They are relatively simple. There are two axles, one which has an internal spring (I have no idea what sort) and one which is solid. The sprung loaded one has a ratchet on it that allows you to change the tension on the spring and thus the shutter speed.
The blind is attached to both axles, either glued or sewn. There is a thin cord attached to a pulley on the unsprung axle. Pulling on the cord winds the blind onto the unsprung axle against the tension of the spring in the other axle. On top of the unsprung axle is a small cog which connects to a larger gear which has a ratchet attached. The large lever on top acts as a stop against the ratchet. This prevents the blind rewinding when you let go of the string.
Lifting the lever up disconnects the ratchet and allows the sprung axle to rewind the blind at high speed.
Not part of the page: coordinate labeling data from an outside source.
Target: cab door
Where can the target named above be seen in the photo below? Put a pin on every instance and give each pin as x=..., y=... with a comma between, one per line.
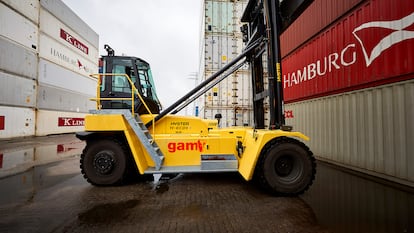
x=117, y=85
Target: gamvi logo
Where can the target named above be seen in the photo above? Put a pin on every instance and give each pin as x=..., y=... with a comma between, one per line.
x=186, y=146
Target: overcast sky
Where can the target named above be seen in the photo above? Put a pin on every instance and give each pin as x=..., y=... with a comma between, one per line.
x=164, y=33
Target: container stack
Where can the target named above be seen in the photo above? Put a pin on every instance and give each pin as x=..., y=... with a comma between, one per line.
x=348, y=78
x=221, y=42
x=47, y=54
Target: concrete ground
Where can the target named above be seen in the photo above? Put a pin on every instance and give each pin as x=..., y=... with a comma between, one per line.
x=42, y=190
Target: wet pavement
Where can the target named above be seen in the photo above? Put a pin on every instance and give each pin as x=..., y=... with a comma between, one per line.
x=54, y=197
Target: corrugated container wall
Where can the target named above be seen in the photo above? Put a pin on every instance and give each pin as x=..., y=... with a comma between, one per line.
x=350, y=86
x=47, y=53
x=222, y=41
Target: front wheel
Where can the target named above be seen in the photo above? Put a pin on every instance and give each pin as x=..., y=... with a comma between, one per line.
x=286, y=167
x=104, y=162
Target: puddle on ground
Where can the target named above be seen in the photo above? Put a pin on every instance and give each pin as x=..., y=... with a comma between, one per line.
x=344, y=202
x=108, y=212
x=20, y=189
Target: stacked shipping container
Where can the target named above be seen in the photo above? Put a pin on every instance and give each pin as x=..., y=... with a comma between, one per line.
x=348, y=69
x=348, y=72
x=221, y=42
x=47, y=53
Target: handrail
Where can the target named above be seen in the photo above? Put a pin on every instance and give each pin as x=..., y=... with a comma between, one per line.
x=134, y=90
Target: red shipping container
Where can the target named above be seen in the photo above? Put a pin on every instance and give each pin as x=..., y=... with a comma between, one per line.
x=316, y=17
x=372, y=45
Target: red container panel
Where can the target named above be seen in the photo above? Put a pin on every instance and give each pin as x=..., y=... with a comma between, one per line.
x=370, y=46
x=316, y=17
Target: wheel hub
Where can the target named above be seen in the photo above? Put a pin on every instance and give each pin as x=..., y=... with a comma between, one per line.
x=104, y=162
x=284, y=166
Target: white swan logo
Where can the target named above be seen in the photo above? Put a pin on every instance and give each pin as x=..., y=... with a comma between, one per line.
x=397, y=36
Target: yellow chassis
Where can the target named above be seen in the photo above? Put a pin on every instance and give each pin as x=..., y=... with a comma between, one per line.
x=185, y=140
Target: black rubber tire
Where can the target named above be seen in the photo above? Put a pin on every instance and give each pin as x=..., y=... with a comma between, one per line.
x=104, y=162
x=286, y=167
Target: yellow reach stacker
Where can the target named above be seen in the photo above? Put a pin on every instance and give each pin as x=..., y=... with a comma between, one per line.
x=130, y=133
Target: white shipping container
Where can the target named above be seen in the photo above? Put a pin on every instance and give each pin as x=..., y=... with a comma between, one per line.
x=17, y=91
x=54, y=75
x=54, y=51
x=55, y=98
x=370, y=130
x=28, y=8
x=242, y=117
x=16, y=122
x=68, y=17
x=57, y=30
x=58, y=122
x=17, y=28
x=15, y=161
x=18, y=60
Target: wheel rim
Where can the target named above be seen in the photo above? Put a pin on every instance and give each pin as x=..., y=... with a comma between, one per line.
x=287, y=168
x=104, y=162
x=284, y=166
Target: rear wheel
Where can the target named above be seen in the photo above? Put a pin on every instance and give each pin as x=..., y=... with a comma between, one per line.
x=286, y=167
x=104, y=162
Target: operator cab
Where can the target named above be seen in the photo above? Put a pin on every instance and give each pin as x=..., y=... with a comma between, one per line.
x=117, y=85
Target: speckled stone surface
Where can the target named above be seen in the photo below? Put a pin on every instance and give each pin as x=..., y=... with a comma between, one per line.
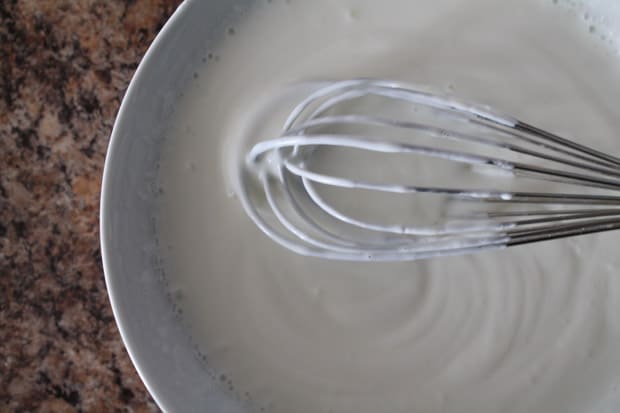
x=64, y=66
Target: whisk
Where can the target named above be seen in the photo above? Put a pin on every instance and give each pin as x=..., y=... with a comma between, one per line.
x=289, y=188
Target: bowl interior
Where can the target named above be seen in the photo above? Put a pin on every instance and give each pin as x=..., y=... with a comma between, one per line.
x=153, y=335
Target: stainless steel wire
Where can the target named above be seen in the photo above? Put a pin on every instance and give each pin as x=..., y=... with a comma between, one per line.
x=282, y=189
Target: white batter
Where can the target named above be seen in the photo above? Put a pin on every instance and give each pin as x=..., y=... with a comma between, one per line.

The clever part is that there are two stops on the ratchet. The first stops the blind fully open while the second winds it closed again and sets the shutter. The lever has two positions, T & I. When you move it to T the ratchet will engage both stops, so firing the sutter opens it and firing it again closes it. When you move the lever over to I it is raised and acts against a different stop (there is only one) and thus does the complete cycle in one hit.
The levers on mine have a little hole in them which the shutter release connects to. You could tap that so that a modern cable or bulb release can be screwed in place.
All of this I have worked out just by looking at them and carefully disassembling them. Having posted on the other thread I decided to order the shutter cloth from http://aki-asahi.com/store/ and see how it goes. If you look at the procedure at http://aki-asahi.net/store/html/shut...l/inst/01.html you should get the idea.
I'm not sure whether your rusty axles will be a problem. I still have to find a source for the cord. String is not an acceptable replacement, it needs to be thin and strong and the string tends to unravel. The orginal cord is woven, not twisted which seems to be the difference.